И тогда вмешивается Мария:
— Агне-то даже на охоту берешь, а мне по-человечески рассказать не хочешь…
— Тебе — не в новость.
— Все пойдем, — снова загорается Агне, но он тут же гасит:
— Разведешь базар — только их и увидишь.
— Ясно, — смеется Мария. — Где двое — третий лишний, — говорит она и снова смеется, словно от щекотки.
Ему не нравится этот смех, прежде она никогда так не смеялась, вообще улыбалась и то редко, а теперь аж дрожит вся, будто стоит в грохочущей повозке. И Агне смотрит на нее своими расширенными косулиными глазами, не понимая происходящего. А он понимает. Ему совершенно ясно, что Мария прозрела наконец. Пусть и не знает ничего определенного, пусть никогда ничего не видела и не слышала, но женское чутье безошибочно подсказало ей… Даже странно, что ни страха, ни стыда или неловкости он не чувствует. Наоборот, ему как-то по-своему приятно, словно наступила минута передышки после подъема на крутую и высокую гору. Словно свалилась невидимая ноша, которая столько дней давила, гнула к земле, не позволяя ни вздохнуть, ни выпрямить плечи. Сам не раз думал откровенно исповедаться во всем, не раз собирался начать разговор, но страх сковывал язык.
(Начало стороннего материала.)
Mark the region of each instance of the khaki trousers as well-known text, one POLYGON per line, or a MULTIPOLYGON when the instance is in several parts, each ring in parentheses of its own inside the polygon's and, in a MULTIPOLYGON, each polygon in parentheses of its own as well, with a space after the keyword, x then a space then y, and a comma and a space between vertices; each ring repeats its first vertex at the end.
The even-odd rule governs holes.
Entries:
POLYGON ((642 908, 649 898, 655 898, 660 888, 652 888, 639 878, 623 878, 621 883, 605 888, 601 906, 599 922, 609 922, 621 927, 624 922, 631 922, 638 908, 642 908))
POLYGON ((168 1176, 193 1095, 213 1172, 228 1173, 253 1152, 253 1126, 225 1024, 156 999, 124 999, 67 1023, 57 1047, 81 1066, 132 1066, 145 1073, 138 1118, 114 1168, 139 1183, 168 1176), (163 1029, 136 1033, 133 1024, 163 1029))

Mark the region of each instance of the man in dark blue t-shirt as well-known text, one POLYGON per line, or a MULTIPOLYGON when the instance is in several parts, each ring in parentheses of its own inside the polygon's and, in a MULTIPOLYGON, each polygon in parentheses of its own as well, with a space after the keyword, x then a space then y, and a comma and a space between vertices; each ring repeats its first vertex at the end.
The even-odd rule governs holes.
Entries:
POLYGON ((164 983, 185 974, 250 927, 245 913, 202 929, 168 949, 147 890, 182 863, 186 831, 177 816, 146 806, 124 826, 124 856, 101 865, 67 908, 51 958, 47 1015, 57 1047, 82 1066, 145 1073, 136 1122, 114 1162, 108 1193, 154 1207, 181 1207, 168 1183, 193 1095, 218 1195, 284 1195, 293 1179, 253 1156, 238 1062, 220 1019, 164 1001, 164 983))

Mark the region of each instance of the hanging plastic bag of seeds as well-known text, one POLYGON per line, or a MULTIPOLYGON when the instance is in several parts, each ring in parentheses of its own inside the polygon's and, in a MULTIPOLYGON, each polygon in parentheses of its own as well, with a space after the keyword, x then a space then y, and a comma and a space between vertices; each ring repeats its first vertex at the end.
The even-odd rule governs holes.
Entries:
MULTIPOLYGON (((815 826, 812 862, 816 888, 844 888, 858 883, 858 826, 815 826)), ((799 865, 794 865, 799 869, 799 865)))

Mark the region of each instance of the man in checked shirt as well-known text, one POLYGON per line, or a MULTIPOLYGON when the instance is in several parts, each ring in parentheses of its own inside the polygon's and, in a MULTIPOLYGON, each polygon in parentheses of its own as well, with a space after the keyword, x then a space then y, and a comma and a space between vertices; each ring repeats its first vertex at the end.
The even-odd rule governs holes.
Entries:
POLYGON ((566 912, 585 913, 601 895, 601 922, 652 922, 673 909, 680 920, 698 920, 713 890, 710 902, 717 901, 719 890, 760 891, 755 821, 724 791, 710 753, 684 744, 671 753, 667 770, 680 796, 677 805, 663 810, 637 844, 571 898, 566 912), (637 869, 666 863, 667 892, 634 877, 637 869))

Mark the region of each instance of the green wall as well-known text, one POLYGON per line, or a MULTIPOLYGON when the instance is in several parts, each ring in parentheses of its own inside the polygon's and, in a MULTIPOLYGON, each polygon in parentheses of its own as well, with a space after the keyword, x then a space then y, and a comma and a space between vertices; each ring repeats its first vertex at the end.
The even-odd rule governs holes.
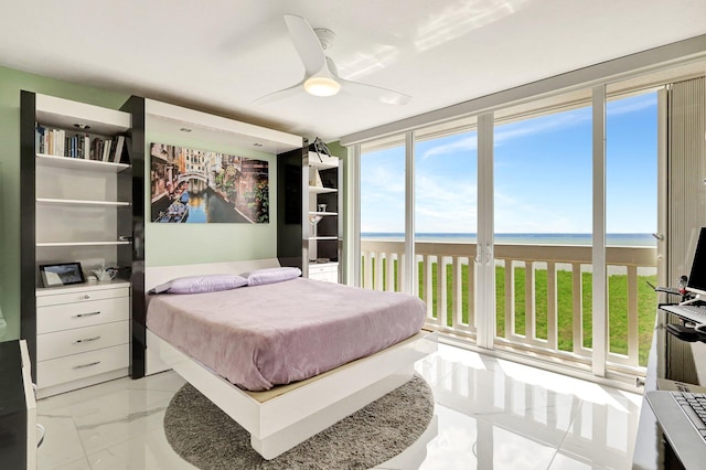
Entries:
MULTIPOLYGON (((0 66, 0 309, 8 327, 0 341, 20 334, 20 90, 26 89, 62 98, 117 109, 128 95, 79 86, 49 77, 0 66)), ((146 223, 145 256, 147 266, 216 263, 222 260, 271 258, 277 255, 277 168, 269 153, 237 149, 224 145, 147 132, 149 143, 193 146, 269 161, 269 224, 154 224, 146 223)), ((147 159, 149 162, 149 159, 147 159)), ((146 178, 149 179, 146 169, 146 178)), ((149 180, 146 181, 146 220, 149 220, 149 180)))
Возможно, и не страх, а скорее осторожность и жалость; может быть, и здравый рассудок подсказывал, что не следует раскрывать душу, потому что ничего хорошего из этого не получится — только мучительная боль на всю жизнь, а сам он окажется в положении мужика, голым выскочившего из конопли всем на посмешище. Теперь же, если она и впрямь поняла его состояние, не понадобится самому объяснять, подыскивать тяжелые, словно булыжники, слова, потому что и без них все уже ясно.
Все эти мысли пронеслись за мгновение, но тут раздался душераздирающий женский крик, забивая все звуки весеннего утра, даже токование тетеревов.
— Господи, что же это? — встревожилась Мария и бегом пустилась туда, в деревню, так как крик не затихал.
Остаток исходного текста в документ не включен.